What's the difference between multiple shooting and single shooting in autogenu-jupyter?

MultipleShootingCGMRESSolver uses condensing of state and costate directions for better numerical stability, while SingleShootingCGMRESSolver is the original C/GMRES method. Multiple shooting is often preferred for complex systems to avoid numerical issues.

How to generate animations like the cartpole demo?

To generate animations, ensure ffmpeg is installed, then run the example notebooks (e.g., cartpole.ipynb). The notebooks include code to save and display GIFs using matplotlib and ffmpeg, as shown in the demo sections.

autogenu-jupyter vs. CasADi: which should I use for NMPC?

AutoGenU automates C++ code generation and provides specific C/GMRES solvers, ideal for performance-critical applications and rapid deployment. CasADi offers more flexibility with various solvers and symbolic differentiation but requires more manual integration. Choose based on your need for automation versus solver variety.

How to integrate autogenu-jupyter generated code into a ROS project?

You can integrate the generated C++ code into ROS by including the header-only cgmres library and linking it in your CMakeLists.txt. Examples in the cpp directory provide a starting point for building ROS nodes with the NMPC controllers.

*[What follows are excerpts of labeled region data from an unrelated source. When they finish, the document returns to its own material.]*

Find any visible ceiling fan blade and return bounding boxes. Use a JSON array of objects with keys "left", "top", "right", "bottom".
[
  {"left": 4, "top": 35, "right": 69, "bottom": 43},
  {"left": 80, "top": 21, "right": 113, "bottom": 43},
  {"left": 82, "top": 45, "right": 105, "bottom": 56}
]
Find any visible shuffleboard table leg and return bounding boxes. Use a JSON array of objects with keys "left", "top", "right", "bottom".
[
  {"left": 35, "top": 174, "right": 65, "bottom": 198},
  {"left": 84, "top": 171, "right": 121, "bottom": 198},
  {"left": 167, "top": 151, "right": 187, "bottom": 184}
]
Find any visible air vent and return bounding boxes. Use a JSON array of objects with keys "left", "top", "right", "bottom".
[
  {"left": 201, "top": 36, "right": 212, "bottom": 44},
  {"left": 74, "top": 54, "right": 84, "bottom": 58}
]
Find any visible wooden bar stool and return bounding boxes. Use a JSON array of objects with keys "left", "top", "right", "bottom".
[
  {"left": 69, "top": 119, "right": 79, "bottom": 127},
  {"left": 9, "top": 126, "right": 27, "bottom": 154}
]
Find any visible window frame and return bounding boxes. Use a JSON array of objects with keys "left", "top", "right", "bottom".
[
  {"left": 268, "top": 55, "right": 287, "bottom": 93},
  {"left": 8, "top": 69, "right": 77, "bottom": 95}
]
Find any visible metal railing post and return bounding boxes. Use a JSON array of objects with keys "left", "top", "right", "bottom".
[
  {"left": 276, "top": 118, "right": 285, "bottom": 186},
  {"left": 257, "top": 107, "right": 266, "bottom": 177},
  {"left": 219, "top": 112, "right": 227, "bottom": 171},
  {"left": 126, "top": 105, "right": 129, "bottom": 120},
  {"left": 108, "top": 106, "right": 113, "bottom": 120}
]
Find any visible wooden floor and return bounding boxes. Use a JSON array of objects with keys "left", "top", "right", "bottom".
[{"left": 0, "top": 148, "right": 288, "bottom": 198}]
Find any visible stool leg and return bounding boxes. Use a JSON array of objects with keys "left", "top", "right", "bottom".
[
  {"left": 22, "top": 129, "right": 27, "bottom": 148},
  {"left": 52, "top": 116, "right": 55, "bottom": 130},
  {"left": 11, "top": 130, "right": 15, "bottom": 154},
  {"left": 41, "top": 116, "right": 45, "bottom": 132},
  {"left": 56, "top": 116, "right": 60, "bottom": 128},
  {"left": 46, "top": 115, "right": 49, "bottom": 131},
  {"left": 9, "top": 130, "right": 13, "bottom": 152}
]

autogenu-jupyter — NMPC Code Generator for Jupyter

What is autogenu-jupyter?

AutoGenU for Jupyter is an open-source tool that automatically generates code and provides solvers for nonlinear model predictive control (NMPC). It uses the continuation/GMRES (C/GMRES) method to efficiently solve NMPC problems, enabling rapid development and simulation of control systems for applications like robotics and dynamic systems.

Target Audience

Control engineers, researchers, and robotics developers who need to implement and simulate NMPC algorithms without manually writing low-level solver code.

Value Proposition

It significantly reduces development time by automating code generation from symbolic problem definitions, offers high-performance C/GMRES solvers, and provides both Python and C++ interfaces for flexibility in deployment and integration.

Overview

An automatic code generator for nonlinear model predictive control (NMPC) and the continuation/GMRES method (C/GMRES) based numerical solvers for NMPC

Use Cases

Best For

Rapid prototyping of NMPC controllers for academic research
Implementing real-time NMPC for robotics applications like drones or mobile robots
Teaching nonlinear control and NMPC concepts with interactive Jupyter examples
Generating optimized C++ code from symbolic control problem formulations
Simulating and visualizing dynamic systems under NMPC control
Developing custom NMPC solvers with multiple shooting or single shooting methods

Not Ideal For

Projects requiring real-time NMPC on embedded systems without standard C++ toolchains (e.g., microcontrollers with limited compilers)
Teams that need a variety of optimization solvers beyond C/GMRES for comparative studies or different problem types
Applications where quick, Python-only prototyping without C++ compilation and complex dependencies is preferred

Pros & Cons

Pros

Automated Code Generation

Generates C++ source files (ocp.hpp, main.cpp) and Python bindings from symbolic definitions in Jupyter notebooks, significantly reducing manual implementation time for NMPC.

Efficient C/GMRES Solvers

Provides MultipleShootingCGMRESSolver and SingleShootingCGMRESSolver based on the continuation/GMRES method, optimized for fast computation of nonlinear receding horizon control.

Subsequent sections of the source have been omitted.